I know where my sympathies would lie and my money would bet. The final programme would have the leader of the winning group telling his opponent – “you’re fired.” Now that would be worth watching.

PS: with thanks to Colin-M for his helpful critical comments.

Many of you may have read the original version of this review. I have removed my opening comments regarding ethnicity because they might have been open to misinterpretation. I also got it wrong – the winner of the first series Timothy Campbell was black and runner-up Saira Khan was of Kashmiri background.

The actual argument in the back of my mind was cultural and psychological – not racial. I found myself wondering whether white Anglo-Saxon women in particular might emulate more easily the open aggression and arrogance that the general ethos of The Apprentice seems to reflect and reward. I wondered whether women on the show from other cultural backgrounds, whether religious or social, found it harder to embrace this overtly masculine model of behaviour simply because of the frequently radically different perception of women in their own cultures.

I don’t know how much, if any truth there is in these speculations but it was obviously not enough to just mention them without exploring them properly. I guess the irrationality of Mona’s removal this week against the clearly under-performing, much more culpable highly aggressive Debra, illustrated this contrast perfectly. If cultural differences affect female gender types, they presumably could affect men candidates in the same way. I can’t answer this question regarding candidates from say Muslim, Hindu, Afro-Caribbean, Asian etc cultures, I don’t know enough about them. However many of the most hateful, even despicable attitudes and comments on the show seem only too characteristic of a certain kind of recognisably British personality.
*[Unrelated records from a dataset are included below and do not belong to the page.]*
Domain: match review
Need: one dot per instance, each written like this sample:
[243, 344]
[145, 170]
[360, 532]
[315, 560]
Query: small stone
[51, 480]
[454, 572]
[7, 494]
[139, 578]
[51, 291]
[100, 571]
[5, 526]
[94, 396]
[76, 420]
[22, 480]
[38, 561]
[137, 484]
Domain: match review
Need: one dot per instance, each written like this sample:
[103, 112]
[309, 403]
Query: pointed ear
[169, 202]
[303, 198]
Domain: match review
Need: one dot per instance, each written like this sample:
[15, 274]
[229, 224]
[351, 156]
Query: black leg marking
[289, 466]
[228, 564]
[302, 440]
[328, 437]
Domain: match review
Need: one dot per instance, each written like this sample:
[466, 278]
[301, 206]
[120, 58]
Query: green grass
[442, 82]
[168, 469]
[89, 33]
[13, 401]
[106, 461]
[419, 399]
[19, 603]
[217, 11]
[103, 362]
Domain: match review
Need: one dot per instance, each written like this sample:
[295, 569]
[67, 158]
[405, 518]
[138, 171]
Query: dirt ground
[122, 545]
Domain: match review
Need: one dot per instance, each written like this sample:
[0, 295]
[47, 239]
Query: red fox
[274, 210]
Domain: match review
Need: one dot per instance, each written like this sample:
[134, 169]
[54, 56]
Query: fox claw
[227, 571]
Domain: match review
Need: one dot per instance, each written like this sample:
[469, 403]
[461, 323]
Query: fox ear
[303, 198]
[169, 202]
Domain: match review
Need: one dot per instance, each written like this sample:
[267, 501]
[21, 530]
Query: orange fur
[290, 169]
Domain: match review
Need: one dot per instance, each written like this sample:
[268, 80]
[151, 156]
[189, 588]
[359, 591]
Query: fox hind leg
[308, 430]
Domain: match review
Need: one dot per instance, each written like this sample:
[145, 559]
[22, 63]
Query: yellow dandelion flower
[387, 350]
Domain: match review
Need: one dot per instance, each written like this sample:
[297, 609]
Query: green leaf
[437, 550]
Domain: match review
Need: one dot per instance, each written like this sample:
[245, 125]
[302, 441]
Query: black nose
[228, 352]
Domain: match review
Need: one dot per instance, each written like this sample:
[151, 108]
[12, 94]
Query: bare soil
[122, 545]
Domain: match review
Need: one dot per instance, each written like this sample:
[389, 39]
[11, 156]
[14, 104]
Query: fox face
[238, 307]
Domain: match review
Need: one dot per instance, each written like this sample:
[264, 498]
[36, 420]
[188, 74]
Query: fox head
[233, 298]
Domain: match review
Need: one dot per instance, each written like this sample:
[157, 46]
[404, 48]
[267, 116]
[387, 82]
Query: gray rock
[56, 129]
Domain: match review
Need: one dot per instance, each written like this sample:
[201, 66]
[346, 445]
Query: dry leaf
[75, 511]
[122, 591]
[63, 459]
The relationship of these ideas to The Apprentice is that the rampantly arrogant, individualistic, aggressive personal style not only displayed by Sir Alan Sugar but it seems to me favoured by him week in and week out, is precisely the attitude to Business, Management, Leadership and Team-spirit to which I am most opposed. And that conception is almost exclusively associated with White Anglo-Saxon attitudes to business and personal achievement.

I hate it; reject it; and do not believe for one minute that it is the best way to go, still less the only way to go – whatever message odd, misjudged firings on The Apprentice may suggest.